Here is my code :
$sql1 = 'SELECT * FROM login WHERE age= "$age", town = "$town" and ID != "$id"';
$result1 = mysql_query($sql1);
$numResults1 = mysql_num_rows($result1);
My variables are fine, they have data in them. The error is this :
Warning: mysql_num_rows(): supplied argument is not a valid MySQL result resource in.....
There is a possibility that numResults could equal 0 but it still should not cause this.
Could it be the != in the first line that is causing it??

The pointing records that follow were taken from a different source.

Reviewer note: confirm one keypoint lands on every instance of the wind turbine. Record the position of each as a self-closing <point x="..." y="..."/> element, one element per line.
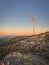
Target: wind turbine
<point x="34" y="24"/>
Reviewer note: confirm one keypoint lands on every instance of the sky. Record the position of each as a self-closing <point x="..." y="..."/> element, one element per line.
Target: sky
<point x="15" y="20"/>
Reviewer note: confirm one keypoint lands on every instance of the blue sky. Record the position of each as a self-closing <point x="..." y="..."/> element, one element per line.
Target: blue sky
<point x="14" y="15"/>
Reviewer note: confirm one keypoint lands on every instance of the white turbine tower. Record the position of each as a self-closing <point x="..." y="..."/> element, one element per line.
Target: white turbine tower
<point x="34" y="24"/>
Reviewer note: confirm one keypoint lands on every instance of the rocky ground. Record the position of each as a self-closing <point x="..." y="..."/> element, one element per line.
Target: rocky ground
<point x="29" y="51"/>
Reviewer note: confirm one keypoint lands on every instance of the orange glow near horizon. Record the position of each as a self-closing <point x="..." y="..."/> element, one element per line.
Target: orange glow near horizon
<point x="18" y="32"/>
<point x="5" y="33"/>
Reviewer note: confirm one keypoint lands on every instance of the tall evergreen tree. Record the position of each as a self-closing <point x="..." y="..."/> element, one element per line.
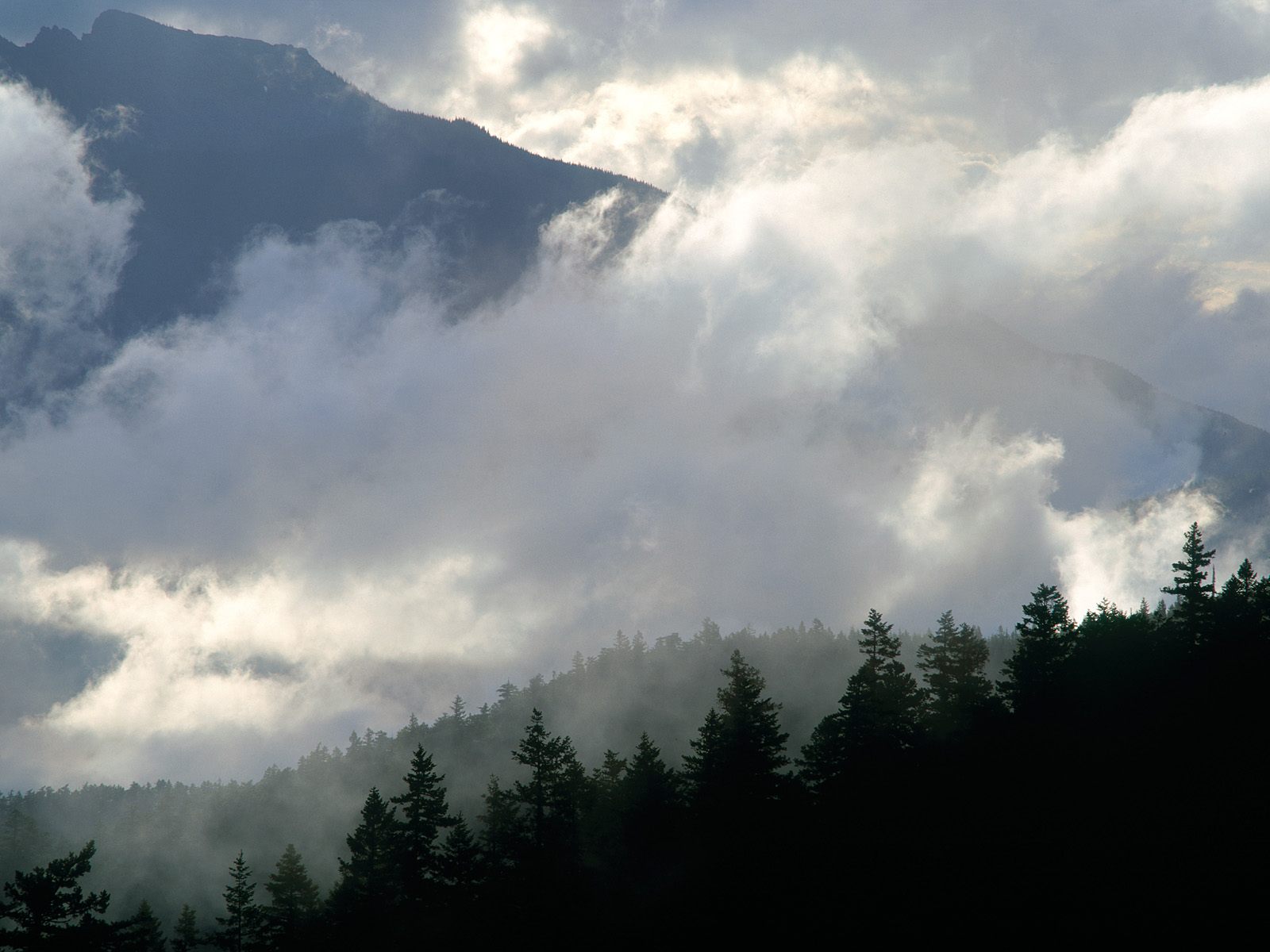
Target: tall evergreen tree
<point x="425" y="814"/>
<point x="1045" y="639"/>
<point x="50" y="909"/>
<point x="143" y="932"/>
<point x="241" y="926"/>
<point x="738" y="755"/>
<point x="460" y="866"/>
<point x="554" y="793"/>
<point x="952" y="663"/>
<point x="878" y="716"/>
<point x="503" y="835"/>
<point x="294" y="903"/>
<point x="186" y="936"/>
<point x="1193" y="611"/>
<point x="368" y="879"/>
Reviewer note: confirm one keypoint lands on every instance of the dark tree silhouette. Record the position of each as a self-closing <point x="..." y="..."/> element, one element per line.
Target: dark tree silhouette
<point x="552" y="797"/>
<point x="952" y="663"/>
<point x="878" y="717"/>
<point x="295" y="901"/>
<point x="186" y="936"/>
<point x="243" y="924"/>
<point x="366" y="896"/>
<point x="50" y="909"/>
<point x="143" y="932"/>
<point x="460" y="865"/>
<point x="1193" y="611"/>
<point x="740" y="752"/>
<point x="1045" y="641"/>
<point x="425" y="814"/>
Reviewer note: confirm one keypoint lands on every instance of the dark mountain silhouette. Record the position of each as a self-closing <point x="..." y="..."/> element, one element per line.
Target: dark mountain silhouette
<point x="219" y="136"/>
<point x="1091" y="405"/>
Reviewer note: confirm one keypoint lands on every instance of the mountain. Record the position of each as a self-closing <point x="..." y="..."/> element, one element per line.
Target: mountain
<point x="220" y="136"/>
<point x="1124" y="440"/>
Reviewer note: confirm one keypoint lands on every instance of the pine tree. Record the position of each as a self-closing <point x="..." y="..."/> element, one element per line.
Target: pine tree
<point x="50" y="909"/>
<point x="143" y="932"/>
<point x="503" y="833"/>
<point x="554" y="795"/>
<point x="648" y="800"/>
<point x="425" y="816"/>
<point x="1045" y="643"/>
<point x="740" y="753"/>
<point x="294" y="903"/>
<point x="187" y="936"/>
<point x="368" y="877"/>
<point x="1193" y="611"/>
<point x="241" y="926"/>
<point x="952" y="663"/>
<point x="460" y="865"/>
<point x="878" y="717"/>
<point x="1244" y="606"/>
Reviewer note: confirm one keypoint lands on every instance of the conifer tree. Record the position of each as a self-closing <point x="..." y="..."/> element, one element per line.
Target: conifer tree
<point x="740" y="752"/>
<point x="1045" y="638"/>
<point x="50" y="909"/>
<point x="952" y="663"/>
<point x="241" y="926"/>
<point x="143" y="932"/>
<point x="554" y="793"/>
<point x="878" y="716"/>
<point x="460" y="865"/>
<point x="1193" y="611"/>
<point x="423" y="816"/>
<point x="503" y="835"/>
<point x="186" y="936"/>
<point x="648" y="799"/>
<point x="294" y="903"/>
<point x="368" y="877"/>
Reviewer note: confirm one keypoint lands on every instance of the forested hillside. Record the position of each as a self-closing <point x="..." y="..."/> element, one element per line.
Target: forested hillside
<point x="1083" y="774"/>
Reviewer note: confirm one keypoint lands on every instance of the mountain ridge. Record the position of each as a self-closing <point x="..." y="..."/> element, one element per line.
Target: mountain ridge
<point x="226" y="135"/>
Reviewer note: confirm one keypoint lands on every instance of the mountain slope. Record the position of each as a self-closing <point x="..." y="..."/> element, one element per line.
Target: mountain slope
<point x="219" y="136"/>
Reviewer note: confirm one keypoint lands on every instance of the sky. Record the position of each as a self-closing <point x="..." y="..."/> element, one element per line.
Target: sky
<point x="328" y="505"/>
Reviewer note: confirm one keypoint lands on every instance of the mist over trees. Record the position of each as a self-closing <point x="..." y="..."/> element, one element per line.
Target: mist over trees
<point x="1104" y="774"/>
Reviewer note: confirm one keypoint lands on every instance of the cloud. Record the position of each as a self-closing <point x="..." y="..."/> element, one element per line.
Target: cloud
<point x="61" y="247"/>
<point x="778" y="403"/>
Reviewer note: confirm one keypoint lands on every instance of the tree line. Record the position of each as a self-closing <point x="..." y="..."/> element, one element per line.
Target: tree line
<point x="1110" y="780"/>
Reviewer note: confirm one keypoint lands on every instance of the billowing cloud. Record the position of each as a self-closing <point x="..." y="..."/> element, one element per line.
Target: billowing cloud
<point x="61" y="248"/>
<point x="332" y="503"/>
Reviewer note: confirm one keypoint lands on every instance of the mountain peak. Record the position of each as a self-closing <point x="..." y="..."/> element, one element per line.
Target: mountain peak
<point x="114" y="22"/>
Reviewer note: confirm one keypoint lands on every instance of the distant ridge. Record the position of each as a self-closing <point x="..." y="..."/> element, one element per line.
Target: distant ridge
<point x="226" y="135"/>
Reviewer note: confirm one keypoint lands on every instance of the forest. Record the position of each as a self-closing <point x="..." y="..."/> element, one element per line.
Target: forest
<point x="1075" y="778"/>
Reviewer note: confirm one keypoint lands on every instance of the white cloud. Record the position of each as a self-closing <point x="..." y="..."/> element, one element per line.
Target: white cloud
<point x="60" y="248"/>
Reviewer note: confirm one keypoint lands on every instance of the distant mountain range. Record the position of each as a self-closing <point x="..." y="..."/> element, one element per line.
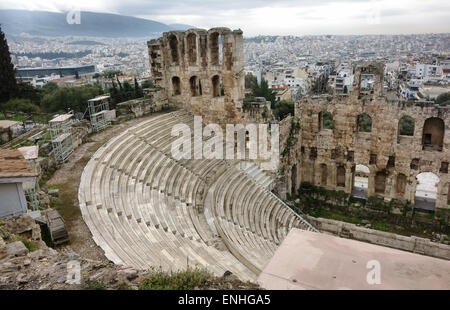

The problem is you have a bad SQL query:
$sql1 = 'SELECT * FROM login WHERE age= "$age", town = "$town" and ID != "$id"';
Note the improper , after age = "$age" in the WHERE clause. It should be something like:
$sql1 = "SELECT * FROM login WHERE age= '$age' AND town = '$town' and ID != '$id'";
Your query has a syntax error. Check $result1 before attempting to use it; print mysql_error() when it's FALSE. You'll be told what the problem is.
Also, your use of single quotes for the SQL query string means that variable interpolation will not occur... so you are unlikely to ever get rows returned.
You're getting your single and double quotes mixed up. Make all single quotes double quotes and vice versa.
Try echoing $sql1 to see what I mean
There is a possibility that numResults could equal 0 but it still should not cause this.
No. It means you have a problem with your SQL.
$var = 3; echo '$var'; will echo literally $var instead of 3.
!=and<>are both valid MySQL not equal operators.$result1 = mysql_query($sql1) or die( mysql_error() );